Perhaps SEPTA's board could do a bit about lighting. Only the Politburo in the old Soviet Union would be proud of SEPTA's interior illumination scheme -- every other light bulb blown out.

Don't take only my word it. Step forward Alan J. Heavens, The Inquirer's real estate editor, PATCO rider, and one of most astute observers of urban planning (move over Inga Saffron?), who weighed in recently describing that barren, scary wasteland in and about the Locust Street concourse. Listen up. But hold on. What Heavens has to say ain't pretty.
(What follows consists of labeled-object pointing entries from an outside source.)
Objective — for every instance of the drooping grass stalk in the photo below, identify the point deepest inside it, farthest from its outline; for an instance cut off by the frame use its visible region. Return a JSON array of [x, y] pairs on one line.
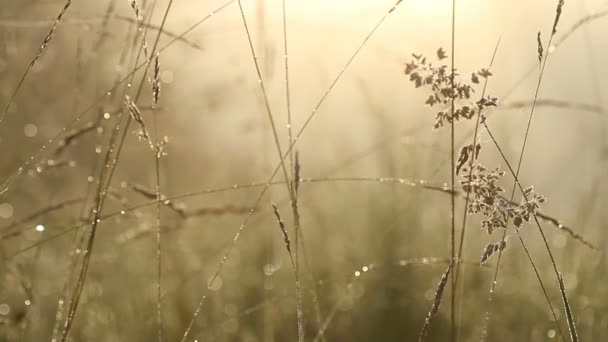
[[436, 303], [493, 286], [45, 43], [452, 187], [281, 164], [266, 102], [158, 151], [296, 225], [422, 184], [33, 158], [292, 193], [287, 84], [468, 192], [515, 174], [107, 172]]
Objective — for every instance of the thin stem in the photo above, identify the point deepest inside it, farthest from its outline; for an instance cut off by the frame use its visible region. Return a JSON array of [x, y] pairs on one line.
[[452, 176]]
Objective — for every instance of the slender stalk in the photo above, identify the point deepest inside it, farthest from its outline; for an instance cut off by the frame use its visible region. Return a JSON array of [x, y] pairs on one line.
[[452, 177]]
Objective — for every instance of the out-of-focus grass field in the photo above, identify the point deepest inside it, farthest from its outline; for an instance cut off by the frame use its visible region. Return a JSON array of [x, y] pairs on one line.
[[374, 218]]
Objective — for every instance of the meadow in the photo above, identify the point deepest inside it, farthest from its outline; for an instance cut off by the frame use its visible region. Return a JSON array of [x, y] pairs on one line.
[[322, 170]]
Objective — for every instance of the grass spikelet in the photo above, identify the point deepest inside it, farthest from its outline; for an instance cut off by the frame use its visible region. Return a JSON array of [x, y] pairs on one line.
[[558, 13], [135, 114], [569, 316], [436, 303], [156, 80], [540, 47], [140, 25], [284, 232], [491, 249]]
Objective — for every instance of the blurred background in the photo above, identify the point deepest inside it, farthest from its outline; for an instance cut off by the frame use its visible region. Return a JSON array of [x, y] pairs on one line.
[[374, 247]]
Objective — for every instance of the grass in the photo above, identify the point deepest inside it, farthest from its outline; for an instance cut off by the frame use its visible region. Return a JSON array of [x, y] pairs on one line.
[[150, 249]]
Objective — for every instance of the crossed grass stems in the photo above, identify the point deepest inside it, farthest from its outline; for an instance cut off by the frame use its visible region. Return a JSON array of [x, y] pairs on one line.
[[106, 175]]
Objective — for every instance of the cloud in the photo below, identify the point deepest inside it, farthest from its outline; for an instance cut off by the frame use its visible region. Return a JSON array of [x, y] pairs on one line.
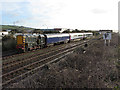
[[99, 11]]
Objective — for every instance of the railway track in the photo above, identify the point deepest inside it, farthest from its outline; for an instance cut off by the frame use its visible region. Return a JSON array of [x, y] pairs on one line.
[[27, 55], [23, 70], [17, 70]]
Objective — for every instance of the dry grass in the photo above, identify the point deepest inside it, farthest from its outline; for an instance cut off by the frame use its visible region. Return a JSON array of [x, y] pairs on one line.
[[94, 69]]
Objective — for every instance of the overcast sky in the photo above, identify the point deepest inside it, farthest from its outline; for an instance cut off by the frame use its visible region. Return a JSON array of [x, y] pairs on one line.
[[74, 14]]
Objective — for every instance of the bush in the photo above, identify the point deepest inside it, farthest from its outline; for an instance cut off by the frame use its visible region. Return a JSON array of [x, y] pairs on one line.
[[8, 43]]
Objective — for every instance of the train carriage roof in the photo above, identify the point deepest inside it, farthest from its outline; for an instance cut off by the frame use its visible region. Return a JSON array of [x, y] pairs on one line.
[[57, 35]]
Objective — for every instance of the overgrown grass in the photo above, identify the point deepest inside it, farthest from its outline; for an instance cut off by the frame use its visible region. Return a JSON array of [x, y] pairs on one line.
[[96, 68]]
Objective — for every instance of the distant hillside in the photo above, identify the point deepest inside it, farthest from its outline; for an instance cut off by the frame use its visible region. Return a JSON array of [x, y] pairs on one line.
[[16, 28]]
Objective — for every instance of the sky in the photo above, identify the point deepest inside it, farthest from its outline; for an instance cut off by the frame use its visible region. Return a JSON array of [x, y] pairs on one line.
[[72, 14]]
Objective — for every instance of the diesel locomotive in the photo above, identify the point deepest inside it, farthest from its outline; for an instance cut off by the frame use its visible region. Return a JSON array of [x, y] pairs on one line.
[[27, 42]]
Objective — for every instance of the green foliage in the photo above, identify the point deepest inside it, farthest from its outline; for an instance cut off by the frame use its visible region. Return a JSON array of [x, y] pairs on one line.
[[45, 32], [8, 43]]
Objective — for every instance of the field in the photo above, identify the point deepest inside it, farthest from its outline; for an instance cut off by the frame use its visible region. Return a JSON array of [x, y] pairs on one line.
[[95, 66]]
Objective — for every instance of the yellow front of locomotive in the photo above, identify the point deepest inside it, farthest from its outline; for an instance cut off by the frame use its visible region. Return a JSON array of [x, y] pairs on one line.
[[20, 43]]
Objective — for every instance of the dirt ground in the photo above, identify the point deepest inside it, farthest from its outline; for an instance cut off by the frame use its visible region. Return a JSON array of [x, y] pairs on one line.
[[95, 66]]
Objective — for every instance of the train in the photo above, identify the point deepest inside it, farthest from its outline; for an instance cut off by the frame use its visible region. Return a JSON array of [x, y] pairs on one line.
[[28, 42]]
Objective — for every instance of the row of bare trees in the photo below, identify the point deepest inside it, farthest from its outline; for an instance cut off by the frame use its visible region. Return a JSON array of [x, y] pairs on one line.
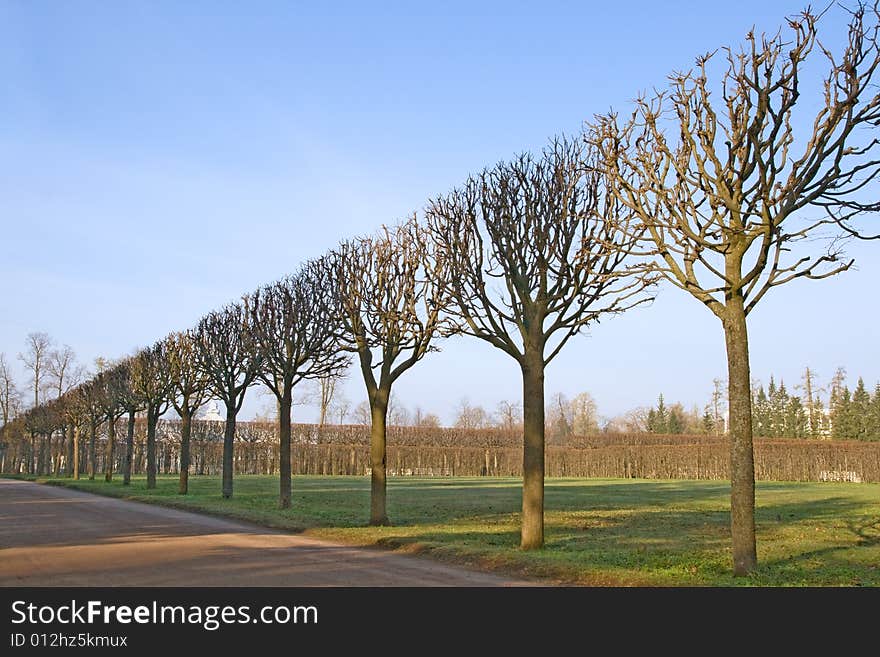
[[718, 184]]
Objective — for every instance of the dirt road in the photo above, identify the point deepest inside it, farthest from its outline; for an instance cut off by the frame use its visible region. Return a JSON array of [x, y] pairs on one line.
[[52, 536]]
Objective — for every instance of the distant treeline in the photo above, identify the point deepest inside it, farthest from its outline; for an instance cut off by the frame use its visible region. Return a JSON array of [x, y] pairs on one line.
[[414, 451]]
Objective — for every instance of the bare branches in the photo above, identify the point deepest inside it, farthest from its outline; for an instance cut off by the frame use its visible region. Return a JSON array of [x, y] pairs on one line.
[[188, 381], [226, 353], [113, 387], [723, 203], [388, 292], [293, 331], [151, 382], [538, 250]]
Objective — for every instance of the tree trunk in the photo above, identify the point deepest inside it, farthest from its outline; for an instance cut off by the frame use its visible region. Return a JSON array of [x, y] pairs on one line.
[[533, 451], [185, 432], [378, 459], [228, 444], [75, 442], [68, 463], [129, 449], [108, 450], [152, 419], [284, 405], [93, 452], [742, 457]]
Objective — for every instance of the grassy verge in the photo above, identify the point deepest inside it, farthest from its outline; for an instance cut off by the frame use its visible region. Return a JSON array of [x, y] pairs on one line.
[[602, 532]]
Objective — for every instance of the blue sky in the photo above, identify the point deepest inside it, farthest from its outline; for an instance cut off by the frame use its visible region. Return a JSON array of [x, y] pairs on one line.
[[160, 159]]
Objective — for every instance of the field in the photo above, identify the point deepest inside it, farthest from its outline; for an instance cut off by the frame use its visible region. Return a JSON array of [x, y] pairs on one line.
[[599, 531]]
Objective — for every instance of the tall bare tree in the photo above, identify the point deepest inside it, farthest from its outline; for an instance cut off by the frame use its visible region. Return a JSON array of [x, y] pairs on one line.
[[76, 417], [151, 383], [9, 395], [226, 354], [62, 370], [727, 199], [94, 413], [112, 385], [63, 374], [537, 253], [294, 335], [34, 358], [390, 293], [190, 392]]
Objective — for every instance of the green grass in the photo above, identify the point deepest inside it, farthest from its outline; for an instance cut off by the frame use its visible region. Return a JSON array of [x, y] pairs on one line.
[[598, 531]]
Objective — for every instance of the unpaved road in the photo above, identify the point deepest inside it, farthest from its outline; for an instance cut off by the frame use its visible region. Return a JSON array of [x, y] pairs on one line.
[[52, 536]]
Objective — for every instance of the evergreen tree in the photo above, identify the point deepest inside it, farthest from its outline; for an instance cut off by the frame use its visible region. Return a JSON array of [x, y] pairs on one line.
[[796, 422], [861, 404], [841, 415], [661, 417], [874, 414], [676, 420], [761, 414], [709, 422]]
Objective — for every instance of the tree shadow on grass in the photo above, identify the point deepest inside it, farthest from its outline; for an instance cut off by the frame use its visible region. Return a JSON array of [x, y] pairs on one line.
[[657, 546]]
Summer in the city, anyone?

'In summer, the concourse is a much cooler route to PATCO and SEPTA trains than the above-ground alternative -- until you reach the stairwells.... [But] humidity makes the concrete surfaces [in the concourse] slippery, especially the sections that been coated with same gray paint that I used on my basement.

'The wetness grinds away at the structure, covering the aged tile walls with mold and mildew, scraping the paint off the steel beams and then coating them with rust, and leaching salts out of the concrete into icicles of efflorescence....

'Heavy rain turns sections of the concourse into lakes that have to be navigated. There are a few homeless people still asleep even at 9 AM, and they are shouted awake by police officers riding two-passenger mini-cars.

'There is refuse everywhere, but the homeless have limited responsibility for it. They don't throw the trash on top of the subway-exit turnstiles that remains there for weeks.'

Down boy, Alan! Down boy!

In its own schizoid way, SEPTA is trying for an extreme make-over. A new El westward over Market. A new Frankford Transportation Center opened not long ago. About the same time, the Church Street station underwent an overhaul. A new 56th Street station opened earlier this year. But, typically, SEPTA is off its meds.The El project is bogged down, mired in lawsuits, delays, and cost over-runs. The new stations, of course, are simply regurgitated replicas of past glories -- all red brick, all stainless steel, all the time.

Can SEPTA ever get it right? Something passenger friendly and architecturally inspiring? A tall order. But a model does already exist -- the 69th Street station, the El's western-most stop in Upper Darby. To my mind, the 69th Street Station, sorta neo-Romanesque, sorta neo-Byzantine, sorta neo-Italianate, has all the buzz of a proper inter-line facility. Built in 1906, SEPTA didn't mess with it. The station's main hall is barrelled-roofed, under a skylight, and rimmed with a second-story balcony.

Moreover, the station is busy with travelers and commerce, a peculiarity for a SEPTA facility. Almost 12 turnstiles are constantly spinning. There's -- count 'em -- a customer service information center, a ticket/token sales offer, restaurants, a news agent, a check-cashing joint, public toilets, a coffee shop, and a gift shop. There's more. They're all actually in service.

(This article, syndicated by Writers Clearinghouse, first appeared in the 3 May edition of the Weekly Press, Philadelphia).